本当の自分と出会う – 渡辺裕子さんから学ぶ 2

Posted on May 17, 2014 in カウンセリング

渡辺さんが書いておられる別の部分を紹介します。

 

 “本当の自分と出会う”(48頁)という章で故林家三平師匠が語った小話が紹介されています。
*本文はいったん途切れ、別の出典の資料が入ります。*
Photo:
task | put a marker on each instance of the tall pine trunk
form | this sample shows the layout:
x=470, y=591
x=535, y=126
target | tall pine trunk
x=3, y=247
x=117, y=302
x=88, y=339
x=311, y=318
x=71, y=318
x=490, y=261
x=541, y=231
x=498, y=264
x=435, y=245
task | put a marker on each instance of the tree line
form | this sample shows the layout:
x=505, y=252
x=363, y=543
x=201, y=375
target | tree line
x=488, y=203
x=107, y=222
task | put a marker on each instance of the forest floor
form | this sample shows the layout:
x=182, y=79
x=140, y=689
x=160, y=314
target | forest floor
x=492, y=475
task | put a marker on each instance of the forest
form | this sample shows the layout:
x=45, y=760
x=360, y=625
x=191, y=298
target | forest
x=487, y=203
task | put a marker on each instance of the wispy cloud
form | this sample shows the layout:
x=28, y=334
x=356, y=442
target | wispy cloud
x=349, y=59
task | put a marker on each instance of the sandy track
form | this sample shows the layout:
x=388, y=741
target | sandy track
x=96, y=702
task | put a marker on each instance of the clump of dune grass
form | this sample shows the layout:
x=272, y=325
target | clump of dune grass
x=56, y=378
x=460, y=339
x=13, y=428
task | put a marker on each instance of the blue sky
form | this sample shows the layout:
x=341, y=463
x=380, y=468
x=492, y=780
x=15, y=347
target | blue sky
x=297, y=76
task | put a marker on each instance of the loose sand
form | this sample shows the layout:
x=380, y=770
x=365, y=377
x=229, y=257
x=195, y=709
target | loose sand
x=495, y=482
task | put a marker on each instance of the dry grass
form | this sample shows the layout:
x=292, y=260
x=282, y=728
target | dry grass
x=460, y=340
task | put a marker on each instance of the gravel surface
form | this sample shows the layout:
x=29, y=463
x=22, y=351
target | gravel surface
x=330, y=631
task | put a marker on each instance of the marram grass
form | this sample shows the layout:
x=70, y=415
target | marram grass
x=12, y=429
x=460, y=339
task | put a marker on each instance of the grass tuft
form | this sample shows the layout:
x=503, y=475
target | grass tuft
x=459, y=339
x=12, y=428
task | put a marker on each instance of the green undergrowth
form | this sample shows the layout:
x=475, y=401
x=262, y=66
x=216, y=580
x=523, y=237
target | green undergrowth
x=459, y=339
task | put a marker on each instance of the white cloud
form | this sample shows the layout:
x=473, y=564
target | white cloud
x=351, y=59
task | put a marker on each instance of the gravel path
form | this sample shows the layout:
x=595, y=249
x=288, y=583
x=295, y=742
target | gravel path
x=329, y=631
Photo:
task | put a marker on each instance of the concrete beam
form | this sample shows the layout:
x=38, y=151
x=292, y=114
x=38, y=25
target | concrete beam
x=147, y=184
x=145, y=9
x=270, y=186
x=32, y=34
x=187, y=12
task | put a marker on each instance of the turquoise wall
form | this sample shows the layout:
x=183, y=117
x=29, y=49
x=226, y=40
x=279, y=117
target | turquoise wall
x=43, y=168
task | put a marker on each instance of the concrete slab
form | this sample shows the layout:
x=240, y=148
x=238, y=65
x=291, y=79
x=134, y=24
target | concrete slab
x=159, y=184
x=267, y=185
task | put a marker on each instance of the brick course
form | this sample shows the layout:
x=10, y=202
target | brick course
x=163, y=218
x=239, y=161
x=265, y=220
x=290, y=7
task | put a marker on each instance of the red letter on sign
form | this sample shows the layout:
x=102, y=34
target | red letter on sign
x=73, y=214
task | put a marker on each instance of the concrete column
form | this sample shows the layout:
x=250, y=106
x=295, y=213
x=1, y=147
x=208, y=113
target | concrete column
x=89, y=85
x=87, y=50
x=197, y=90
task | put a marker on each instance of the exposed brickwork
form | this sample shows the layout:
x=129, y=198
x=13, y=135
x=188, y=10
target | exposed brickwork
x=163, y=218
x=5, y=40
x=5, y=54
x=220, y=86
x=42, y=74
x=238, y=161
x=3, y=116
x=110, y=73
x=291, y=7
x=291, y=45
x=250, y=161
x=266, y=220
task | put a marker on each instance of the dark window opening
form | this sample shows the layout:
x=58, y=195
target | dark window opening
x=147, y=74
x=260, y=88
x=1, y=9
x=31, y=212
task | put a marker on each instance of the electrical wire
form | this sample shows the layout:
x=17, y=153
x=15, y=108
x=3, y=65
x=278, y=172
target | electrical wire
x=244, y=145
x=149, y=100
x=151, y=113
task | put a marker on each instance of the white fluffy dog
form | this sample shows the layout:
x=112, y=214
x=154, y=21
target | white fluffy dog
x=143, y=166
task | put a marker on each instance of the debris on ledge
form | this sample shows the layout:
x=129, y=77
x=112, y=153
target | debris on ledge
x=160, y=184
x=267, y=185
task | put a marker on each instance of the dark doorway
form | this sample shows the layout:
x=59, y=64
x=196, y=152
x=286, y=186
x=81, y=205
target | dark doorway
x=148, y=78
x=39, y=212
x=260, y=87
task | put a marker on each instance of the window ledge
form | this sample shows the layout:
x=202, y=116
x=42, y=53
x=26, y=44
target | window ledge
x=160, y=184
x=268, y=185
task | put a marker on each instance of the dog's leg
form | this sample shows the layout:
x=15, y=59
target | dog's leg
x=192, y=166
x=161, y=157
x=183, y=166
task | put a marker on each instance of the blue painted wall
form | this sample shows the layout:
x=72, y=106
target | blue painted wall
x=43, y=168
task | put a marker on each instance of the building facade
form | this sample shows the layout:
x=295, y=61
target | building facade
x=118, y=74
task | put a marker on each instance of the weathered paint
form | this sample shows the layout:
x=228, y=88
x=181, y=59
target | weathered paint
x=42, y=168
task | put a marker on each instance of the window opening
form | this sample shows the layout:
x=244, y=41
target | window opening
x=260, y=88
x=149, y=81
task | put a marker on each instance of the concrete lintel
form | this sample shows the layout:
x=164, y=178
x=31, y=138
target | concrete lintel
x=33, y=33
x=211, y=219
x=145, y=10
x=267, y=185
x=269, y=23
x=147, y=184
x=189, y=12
家族が山で遭難した。救助を求めると上・中・並のどれにしますかと問われます。上はヘリコプターを使って探す、中は歩いて探す、並みはみんなで腕組みして心配する、というのです。

渡辺さんは、私たちが生きる姿勢にもこのようなランク付けがあるのではないかと書いています。

 

 “人間の出会いの中で最も感動的なものは、自分との出会いだと思います。 … しかし、とうとう自分と出会わないままで生涯を終わってしまう人のなんと多いことでしょうか。自分探しにも、上・中・並があるのかもしれません。本気で探そうとする上の人、そのうち、ゆっくりの中の人、 何もしようとしない並みの人。本当の自分と出会ってこそ、自己成長も自己実現も可能となります。”

そして、無意識下に迷い込んでしまったもう一人の自分を探す意味の大きさを本全体を通して語っています。その第一歩は、自分が自分と出会っていないことに気づくことだと書いています。

 自分がこうありたいと思う姿に程遠いと認識している、これはスターティングポイントに立っているということではないでしょうか?

 “あたたかい目で人間の心を見つめることのできる人との出会い”と渡辺さんがいうのは、彼女がカウンセラーに出会ったこと、カウンセラーを通して神様と出会ったことを意味したんだと思います。